Do início ao fim, a dupla de diretores consegue manter um ritmo da trama sem ficar chato ou longo demais. Tudo funciona muito bem, como feijão com arroz. Nada inovador, só um ótimo filme de sessão da tarde. Os diretores já são conhecidos por serem bons em dirigir comédias, e acertam o tom também em Dungeons and Dragons, inclusive são creditados também como roteiristas, então muito do resultado positivo se deve a eles.

O desenvolvimento da trama se dá em torno da trupe dos personagens principais. A relação entre o casal de amigos interpretados por Chris Pine e Michelle Rodriguez é excelente, com cenas hilárias e clássicas do “ladrão e seu amigo bárbaro”. A relação de Chris Pine com o paladino também é muito engraçada, aproveitando-se muito bem do clichê do paladino pedante e moralista e sua relação com o ladrão do grupo. Hugh Grant está sensacional como o vilão sem escrúpulos e traiçoeiro, e seu carisma equivale ao de Chris Pine. O único ponto negativo é a vilã dos magos vermelhos, que é bem rasa e só serve mesmo para garantir uma batalha épica ao final do filme, com direito à cena do Hulk (sim, a Hasbro tem um Hulk para chamar de seu). Mesmo assim ela é apenas um extra e uma ponta para uma possível continuação, e serve muito mais como ferramenta de roteiro para desenvolver os personagens de aventureiros para heróis de Baldur’s Gate.

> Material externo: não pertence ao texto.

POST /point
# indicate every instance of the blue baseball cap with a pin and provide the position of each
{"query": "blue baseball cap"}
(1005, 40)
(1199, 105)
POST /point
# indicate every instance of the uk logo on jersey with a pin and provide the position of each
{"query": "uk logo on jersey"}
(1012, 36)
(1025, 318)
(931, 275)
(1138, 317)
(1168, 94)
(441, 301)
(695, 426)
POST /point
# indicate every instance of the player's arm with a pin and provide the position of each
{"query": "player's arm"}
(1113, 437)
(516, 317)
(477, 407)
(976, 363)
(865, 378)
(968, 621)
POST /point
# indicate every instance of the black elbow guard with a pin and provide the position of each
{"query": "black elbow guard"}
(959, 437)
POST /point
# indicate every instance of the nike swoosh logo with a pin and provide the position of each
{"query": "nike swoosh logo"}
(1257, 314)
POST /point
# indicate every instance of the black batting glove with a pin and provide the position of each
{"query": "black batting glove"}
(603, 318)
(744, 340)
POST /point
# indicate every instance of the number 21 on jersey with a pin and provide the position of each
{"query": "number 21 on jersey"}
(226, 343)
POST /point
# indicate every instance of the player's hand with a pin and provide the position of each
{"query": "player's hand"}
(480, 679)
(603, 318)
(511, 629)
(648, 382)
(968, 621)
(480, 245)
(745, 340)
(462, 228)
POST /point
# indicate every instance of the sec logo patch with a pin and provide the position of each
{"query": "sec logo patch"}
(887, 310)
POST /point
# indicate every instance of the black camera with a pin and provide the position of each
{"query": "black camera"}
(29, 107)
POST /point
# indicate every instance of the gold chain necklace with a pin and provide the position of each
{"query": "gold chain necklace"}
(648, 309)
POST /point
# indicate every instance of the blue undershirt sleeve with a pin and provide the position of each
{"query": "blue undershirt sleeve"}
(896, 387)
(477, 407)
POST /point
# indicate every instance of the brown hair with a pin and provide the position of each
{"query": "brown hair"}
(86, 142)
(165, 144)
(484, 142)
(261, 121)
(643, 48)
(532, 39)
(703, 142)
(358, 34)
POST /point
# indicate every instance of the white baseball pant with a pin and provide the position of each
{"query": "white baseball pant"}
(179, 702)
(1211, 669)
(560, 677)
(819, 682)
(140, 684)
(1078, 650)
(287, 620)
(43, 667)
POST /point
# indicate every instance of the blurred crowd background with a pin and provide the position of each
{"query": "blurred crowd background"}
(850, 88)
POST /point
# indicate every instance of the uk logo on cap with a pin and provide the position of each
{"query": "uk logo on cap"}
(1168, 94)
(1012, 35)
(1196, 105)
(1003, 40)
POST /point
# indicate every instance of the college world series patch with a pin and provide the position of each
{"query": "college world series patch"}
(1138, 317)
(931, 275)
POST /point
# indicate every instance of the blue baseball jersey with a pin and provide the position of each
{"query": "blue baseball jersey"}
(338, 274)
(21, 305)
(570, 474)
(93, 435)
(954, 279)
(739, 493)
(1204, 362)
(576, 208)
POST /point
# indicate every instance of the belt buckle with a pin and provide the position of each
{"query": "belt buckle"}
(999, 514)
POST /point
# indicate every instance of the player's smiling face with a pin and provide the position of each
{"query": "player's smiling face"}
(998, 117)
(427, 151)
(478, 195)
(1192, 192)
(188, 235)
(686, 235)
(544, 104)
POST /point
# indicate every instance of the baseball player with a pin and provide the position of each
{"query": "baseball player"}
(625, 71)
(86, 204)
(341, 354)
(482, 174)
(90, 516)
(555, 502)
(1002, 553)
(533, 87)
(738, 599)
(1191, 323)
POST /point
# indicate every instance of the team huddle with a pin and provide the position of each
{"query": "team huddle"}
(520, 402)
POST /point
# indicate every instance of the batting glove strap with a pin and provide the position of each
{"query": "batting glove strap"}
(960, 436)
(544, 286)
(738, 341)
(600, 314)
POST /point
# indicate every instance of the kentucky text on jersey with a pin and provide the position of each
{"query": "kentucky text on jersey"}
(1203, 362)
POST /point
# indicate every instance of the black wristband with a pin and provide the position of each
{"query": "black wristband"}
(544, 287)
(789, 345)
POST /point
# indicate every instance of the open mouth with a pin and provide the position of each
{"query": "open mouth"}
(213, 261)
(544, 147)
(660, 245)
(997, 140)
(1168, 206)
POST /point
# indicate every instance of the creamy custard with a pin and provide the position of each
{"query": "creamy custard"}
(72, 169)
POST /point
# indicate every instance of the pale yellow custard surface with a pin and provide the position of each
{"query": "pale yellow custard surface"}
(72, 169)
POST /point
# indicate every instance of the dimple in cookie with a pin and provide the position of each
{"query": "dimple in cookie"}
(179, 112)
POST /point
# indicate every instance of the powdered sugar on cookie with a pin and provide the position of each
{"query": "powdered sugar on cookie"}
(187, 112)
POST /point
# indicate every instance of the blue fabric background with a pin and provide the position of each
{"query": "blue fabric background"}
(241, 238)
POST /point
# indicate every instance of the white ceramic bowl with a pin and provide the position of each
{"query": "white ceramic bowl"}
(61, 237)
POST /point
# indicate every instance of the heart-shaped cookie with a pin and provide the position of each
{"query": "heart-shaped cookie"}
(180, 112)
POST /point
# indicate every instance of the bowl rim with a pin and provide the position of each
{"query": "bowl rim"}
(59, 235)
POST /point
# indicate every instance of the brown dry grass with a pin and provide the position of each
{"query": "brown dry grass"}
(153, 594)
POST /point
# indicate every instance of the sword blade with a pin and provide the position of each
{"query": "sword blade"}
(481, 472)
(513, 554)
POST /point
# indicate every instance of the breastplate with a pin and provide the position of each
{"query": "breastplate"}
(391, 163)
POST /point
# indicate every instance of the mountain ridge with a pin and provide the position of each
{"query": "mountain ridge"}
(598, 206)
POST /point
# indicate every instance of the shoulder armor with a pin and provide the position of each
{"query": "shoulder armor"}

Algumas cenas são bastante interessantes e brincam com tropos do jogo e do gênero. No cemitério, os aventureiros precisam conversar com mortos usando o clássico feitiço que já “estragou” muita trama de mestre despreparado. A cena, em um cemitério, em um filme tradicional de fantasia seria mais séria ou mesmo horripilante, mas os diretores souberam transformá-la em um dos momentos mais hilários do filme, sem negar o seu caráter de horror (tanto que é retomada no pós-créditos). Esse foi um momento de altas risadas na sala de cinema.

No combate final temos um duelo mágico até que competente. A arena é uma adição muito bem-vinda, utilizada de maneira que serve à trama e ao mesmo tempo é a grande homenagem ao D&D clássico, com seus monstros, armadilhas e caça ao tesouro, além do labirinto que é uma dungeon clássica. Mas a cena que melhor representa o espírito do filme (de ladrões) é o plano e a execução da invasão através de um portal mágico muito bem posicionado em um retrato.

Este é um filme que pode agradar ao público geral, mas não deixa a desejar nas referências ao bom e velho RPG das nossas mesas. Claro, o clima é de alta magia (estamos falando de Forgotten Realms, com magia no dia a dia das pessoas), mas ainda assim o roteiro sabe utilizar essa ferramenta a serviço da narrativa, fazendo piadas do tipo: “não dá pra resolver tudo com magia”. Também temos um desenvolvimento de uma jornada do herói como numa história padrão, utilizando conceitos e ferramentas narrativas muito próximas do que tem sido utilizado pelos filmes da Marvel, mas sem errar.

Dungeons and Dragons: Honra entre Rebeldes é um filme de heróis numa roupagem de fantasia medieval, com bastante aventura, ação e uma boa dose de comédia. Apesar de expressar mais o clima de jogos mais modernos como a 5e, com seus arcos narrativos, desenvolvimentos de personagens, heroísmo, etc., não fica devendo nas referências a clássicos do RPG.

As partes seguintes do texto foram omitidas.